Do Core Values Mix with Christianity? (139)

In this episode John and Gregg discuss what “core values” are and how they apply to Christianity.

Gregg explains that he created a questionnaire for his church group when he understood that several participants were having a very hard time engaging with the material on self-deceit. One of those questions was: “What is satisfying to you about your Christian life (in other words, what value is your Christian life to you in your day-to-day life)?”

Gregg’s spouse, Susan, offered that Christianity is satisfying to her because it aligns with her core values. From Gregg’s perspective this answer was very different in the sense that the other responses were more oriented to answering “What makes you feel good about being a Christian?” Yet this essentially were all oriented toward how they were able to help others (rather than being satisfying to themselves).

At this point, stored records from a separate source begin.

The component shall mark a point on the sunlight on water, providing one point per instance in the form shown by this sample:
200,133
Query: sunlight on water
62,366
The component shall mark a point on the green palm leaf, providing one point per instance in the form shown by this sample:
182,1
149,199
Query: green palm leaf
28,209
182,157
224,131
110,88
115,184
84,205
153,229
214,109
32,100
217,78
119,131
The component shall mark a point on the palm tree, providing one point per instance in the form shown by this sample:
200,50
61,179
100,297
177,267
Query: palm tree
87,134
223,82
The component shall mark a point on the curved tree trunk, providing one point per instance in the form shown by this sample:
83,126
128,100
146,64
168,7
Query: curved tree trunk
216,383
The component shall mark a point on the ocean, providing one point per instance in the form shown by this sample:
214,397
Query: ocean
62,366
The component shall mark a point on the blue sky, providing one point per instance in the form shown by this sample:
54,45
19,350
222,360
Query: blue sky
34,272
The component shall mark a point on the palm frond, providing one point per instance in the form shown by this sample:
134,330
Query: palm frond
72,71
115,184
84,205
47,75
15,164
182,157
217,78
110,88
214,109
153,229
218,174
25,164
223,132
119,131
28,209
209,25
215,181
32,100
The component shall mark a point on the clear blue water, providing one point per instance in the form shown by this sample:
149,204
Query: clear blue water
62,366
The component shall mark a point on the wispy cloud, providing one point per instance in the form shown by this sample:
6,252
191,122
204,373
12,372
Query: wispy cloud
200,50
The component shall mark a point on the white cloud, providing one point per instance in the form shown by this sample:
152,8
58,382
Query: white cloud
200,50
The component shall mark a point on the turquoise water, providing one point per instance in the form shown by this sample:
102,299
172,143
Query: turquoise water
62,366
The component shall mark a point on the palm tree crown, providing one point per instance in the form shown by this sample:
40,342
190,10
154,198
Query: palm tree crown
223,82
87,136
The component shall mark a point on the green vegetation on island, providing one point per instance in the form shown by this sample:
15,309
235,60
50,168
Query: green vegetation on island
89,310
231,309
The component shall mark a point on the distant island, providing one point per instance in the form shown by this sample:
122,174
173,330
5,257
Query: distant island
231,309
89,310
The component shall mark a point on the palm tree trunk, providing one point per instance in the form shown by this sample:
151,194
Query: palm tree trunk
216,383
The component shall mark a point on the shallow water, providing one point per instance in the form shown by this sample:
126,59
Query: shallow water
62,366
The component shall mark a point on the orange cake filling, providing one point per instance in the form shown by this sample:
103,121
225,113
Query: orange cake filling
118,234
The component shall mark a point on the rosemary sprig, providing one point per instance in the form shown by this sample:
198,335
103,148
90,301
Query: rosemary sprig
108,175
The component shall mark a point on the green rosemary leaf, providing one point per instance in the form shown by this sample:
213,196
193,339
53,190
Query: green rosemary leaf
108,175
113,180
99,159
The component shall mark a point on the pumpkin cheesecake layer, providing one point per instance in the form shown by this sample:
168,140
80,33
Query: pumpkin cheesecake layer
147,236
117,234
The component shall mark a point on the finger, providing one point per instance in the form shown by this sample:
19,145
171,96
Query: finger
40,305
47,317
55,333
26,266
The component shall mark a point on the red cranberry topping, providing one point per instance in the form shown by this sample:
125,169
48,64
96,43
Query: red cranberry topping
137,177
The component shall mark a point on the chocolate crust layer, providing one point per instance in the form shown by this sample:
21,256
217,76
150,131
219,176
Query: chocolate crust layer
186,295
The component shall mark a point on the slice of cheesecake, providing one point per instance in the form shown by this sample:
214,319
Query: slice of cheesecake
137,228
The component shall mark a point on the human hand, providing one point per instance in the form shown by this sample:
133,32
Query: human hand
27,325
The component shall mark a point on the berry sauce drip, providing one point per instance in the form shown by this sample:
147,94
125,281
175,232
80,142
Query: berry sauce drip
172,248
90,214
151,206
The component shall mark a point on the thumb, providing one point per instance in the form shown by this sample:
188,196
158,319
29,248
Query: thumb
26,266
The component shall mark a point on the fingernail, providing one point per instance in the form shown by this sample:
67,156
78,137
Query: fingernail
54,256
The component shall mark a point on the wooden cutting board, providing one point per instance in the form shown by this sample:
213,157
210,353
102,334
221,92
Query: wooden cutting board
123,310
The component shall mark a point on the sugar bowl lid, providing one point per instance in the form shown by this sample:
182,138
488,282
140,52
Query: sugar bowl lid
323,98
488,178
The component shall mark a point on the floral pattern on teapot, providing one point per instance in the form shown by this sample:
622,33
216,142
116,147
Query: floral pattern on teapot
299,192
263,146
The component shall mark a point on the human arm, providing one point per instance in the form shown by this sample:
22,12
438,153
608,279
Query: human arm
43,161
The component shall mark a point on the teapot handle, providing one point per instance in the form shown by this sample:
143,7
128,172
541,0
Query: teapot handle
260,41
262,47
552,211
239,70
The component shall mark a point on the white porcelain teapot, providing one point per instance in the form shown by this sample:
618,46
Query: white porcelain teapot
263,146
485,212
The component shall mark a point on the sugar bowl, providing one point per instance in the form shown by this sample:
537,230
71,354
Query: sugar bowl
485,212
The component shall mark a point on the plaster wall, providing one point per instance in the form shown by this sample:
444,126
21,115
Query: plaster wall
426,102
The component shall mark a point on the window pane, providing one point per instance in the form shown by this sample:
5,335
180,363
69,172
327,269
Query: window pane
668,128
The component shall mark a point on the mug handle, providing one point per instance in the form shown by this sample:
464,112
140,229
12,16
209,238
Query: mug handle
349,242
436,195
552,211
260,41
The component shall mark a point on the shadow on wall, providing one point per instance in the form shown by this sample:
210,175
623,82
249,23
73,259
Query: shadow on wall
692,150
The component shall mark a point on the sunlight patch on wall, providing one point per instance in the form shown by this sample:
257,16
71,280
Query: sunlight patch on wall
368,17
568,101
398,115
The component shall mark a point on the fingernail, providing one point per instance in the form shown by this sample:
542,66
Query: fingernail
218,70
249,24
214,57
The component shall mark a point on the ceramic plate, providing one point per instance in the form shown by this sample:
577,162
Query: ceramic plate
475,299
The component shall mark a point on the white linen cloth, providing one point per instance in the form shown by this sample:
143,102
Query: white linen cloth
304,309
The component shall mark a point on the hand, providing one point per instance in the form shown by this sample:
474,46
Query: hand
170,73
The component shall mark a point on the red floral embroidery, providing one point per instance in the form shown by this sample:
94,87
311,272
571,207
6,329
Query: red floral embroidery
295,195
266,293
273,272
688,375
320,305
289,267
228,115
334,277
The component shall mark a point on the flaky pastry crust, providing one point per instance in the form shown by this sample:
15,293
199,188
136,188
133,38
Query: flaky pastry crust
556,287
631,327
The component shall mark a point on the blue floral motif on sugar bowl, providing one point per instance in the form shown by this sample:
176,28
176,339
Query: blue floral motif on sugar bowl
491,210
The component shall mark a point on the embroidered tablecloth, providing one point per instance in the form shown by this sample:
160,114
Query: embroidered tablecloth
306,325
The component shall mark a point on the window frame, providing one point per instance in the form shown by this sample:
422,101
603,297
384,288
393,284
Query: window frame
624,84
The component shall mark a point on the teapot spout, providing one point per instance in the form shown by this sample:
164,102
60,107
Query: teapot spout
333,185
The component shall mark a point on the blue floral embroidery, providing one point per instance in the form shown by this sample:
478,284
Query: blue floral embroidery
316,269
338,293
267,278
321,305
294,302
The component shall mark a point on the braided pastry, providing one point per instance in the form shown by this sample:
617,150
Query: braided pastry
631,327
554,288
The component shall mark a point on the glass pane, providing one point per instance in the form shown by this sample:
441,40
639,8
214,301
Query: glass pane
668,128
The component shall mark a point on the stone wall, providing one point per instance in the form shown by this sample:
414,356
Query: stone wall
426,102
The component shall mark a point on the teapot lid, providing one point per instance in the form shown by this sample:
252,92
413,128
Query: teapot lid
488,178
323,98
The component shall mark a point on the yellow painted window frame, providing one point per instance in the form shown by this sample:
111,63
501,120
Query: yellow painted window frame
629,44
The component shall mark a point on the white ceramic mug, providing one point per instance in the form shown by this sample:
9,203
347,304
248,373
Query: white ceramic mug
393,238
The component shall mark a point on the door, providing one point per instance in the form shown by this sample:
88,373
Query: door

John notes that clarity about one’s core values is both helpful for self-understanding and allows us to have a better sense of our priorities (in how we live out our various core values), such that when one lives in alignment with one’s core values life is, generally speaking, noticeably better. John sees this as “being in alignment with the best version of oneself.”

By contrast, John questions how some versions of Christianity try to impose a standard set of core values or beliefs, such that this set should be a Christian’s core values and so questions this.  John also explains how common conflicts occur between people when they prioritize their values differently.

So John wonders if our core values must be “prescribed” from the Bible or if are they essential parts of who we are.

Gregg agrees that core values are innate and yet believes that human values are often in need of guidance or correction. For example, Gregg identifies love and truth / truth and love as his core values and so excludes values that would ignore or undermine either of these. Also, inherent to the notion of core values is how accurately one sees oneself and how competent a “reader” one is of one’s own life, actions, dispositions, etc.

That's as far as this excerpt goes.